Leister Street Parklet, Spring Hill-City View: Leister Street
Leister Street Parklet is a small slip of hillside space with a small, asphalt-covered basketball court. There are two backboards with intact hoops, but that’s it. No markings indicate when you’re in or out of bounds, which must make for some interesting games.
A few cans of soda have been politely deposited in the DPW trashcan, and a few more can be found on the side of the court next to a pile of discarded branches and yard debris. I look through an opening in the rusted and broken fence and see large, jagged sections of the hillside that have fallen away. It won’t be long before Mother Nature is standing courtside.

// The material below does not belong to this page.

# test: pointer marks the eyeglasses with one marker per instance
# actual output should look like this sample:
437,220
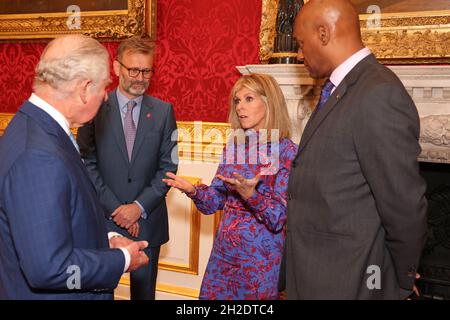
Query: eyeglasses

A hundred years ago, before the concept of neighborhood basketball courts was born, this spot was Brickell Street, which curved downhill to meet Quebec Street. The blurry aerial mapping photos of this area from the 1930s, ’50s, and ’60s show a twisted tangle of streets with houses and structures, but much of what was once East Street Valley is long gone, seized by governments and politicians (and their constituents) eager to build a highway, destroyed by landslides, or abandoned.
Standing on the basketball court today, it’s hard to imagine what all of this looked like a hundred years ago. I think about the people who once walked up and down Brickell Street and all their stories, slipping away like the eroding hillsides.